It’s generally assumed that the term originated within the sport—a theory that's supported by this pretty convincing origin story: During the 19th century, baseball diamonds were built so that batters faced east, away from the setting sun. Pitchers faced west, which meant a left-handed pitcher threw with the arm on the south side of the mound. (That doesn’t address where paw came from, though it’s been used to mean hand since at least the 15th century.)
There are two problems with this explanation. First, as History.com points out, plenty of professional baseball stadiums didn’t follow this directional orientation. Of course, one could easily argue that southpaw may have been coined at a stadium that did—like Chicago’s West Side Park—and then simply caught on throughout the sport.

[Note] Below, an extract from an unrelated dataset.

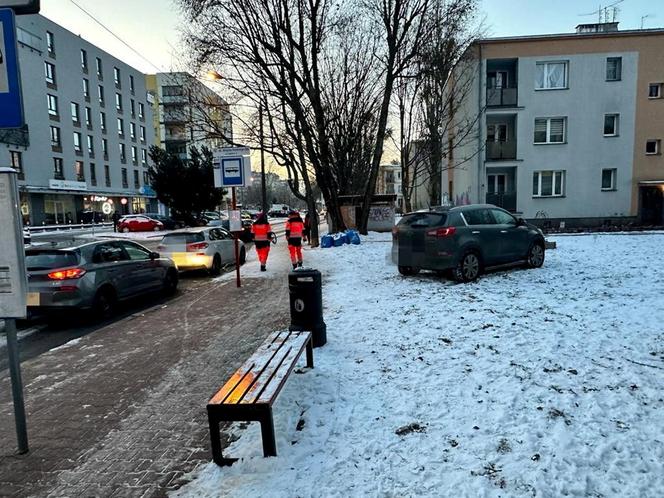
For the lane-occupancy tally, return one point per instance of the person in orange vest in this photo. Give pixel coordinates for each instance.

But that brings us to the second problem with southpaw’s apocryphal inception. The earliest known written use of the word didn’t come from baseball; it came from a June 1813 issue of a satirical Philadelphia newspaper called The Tickler, which mentions a “right paw” and a “south paw.” Baseball, for reference, didn’t officially begin until 1846.
Southpaw showed up again in Philadelphia in an 1848 political cartoon poking fun at the presidential race. Democratic candidate Lewis Cass delivers a left-handed blow to Zachary Taylor, while a black-eyed Millard Fillmore lies on the ground muttering, “Curse the Old hoss, wot a south paw he has given me!”

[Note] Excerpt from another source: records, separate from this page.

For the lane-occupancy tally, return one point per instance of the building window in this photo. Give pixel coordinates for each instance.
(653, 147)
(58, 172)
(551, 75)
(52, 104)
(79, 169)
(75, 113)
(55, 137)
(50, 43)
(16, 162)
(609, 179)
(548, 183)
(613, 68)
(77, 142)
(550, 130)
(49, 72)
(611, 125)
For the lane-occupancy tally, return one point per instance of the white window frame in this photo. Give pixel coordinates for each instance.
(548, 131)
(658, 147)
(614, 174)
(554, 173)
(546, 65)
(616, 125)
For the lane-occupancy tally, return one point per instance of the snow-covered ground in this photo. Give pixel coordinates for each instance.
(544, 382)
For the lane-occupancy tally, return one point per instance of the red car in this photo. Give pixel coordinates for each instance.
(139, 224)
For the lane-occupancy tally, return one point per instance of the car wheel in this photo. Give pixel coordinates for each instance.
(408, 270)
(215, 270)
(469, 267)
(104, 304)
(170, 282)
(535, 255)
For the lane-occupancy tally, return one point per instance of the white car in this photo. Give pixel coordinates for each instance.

The first known reference to a baseball southpaw came 10 years later, in an 1858 New York Atlas article about a batter who “let fly a good ball into right field.” According to The Wall Street Journal language columnist Ben Zimmer, southpaw didn’t really become popular in baseball until the 1880s. Before that, it was more commonly used to describe a left-handed boxer or left-handed punch—much like Cass’s jabs in the cartoon.
In short, it doesn’t seem likely that southpaw originally described left-handed baseball pitchers, or even left-handed baseball players at all. There’s a slightly better chance that the term started in a boxing ring, and that the combative nature of that sport could help explain how the animalistic paw came into play.

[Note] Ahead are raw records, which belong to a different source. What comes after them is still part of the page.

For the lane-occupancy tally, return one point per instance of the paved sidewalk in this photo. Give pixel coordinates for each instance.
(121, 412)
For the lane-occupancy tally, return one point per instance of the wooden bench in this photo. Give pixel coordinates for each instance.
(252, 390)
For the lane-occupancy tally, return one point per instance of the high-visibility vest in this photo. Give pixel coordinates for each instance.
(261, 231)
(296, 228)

But without baseball diamonds, how did south end up associated with left? Major League Baseball’s official historian John Thorn thinks it’s related to the once-popular belief that left-handedness was a sign of evil. “North is the direction for heaven, south the direction for hell,” Thorn told Zimmer. “North and right are on the side of the angels. South and left are on the side of the devils.” If that theory is correct, we’re probably lucky people decided to go with southpaw instead of devilpaw.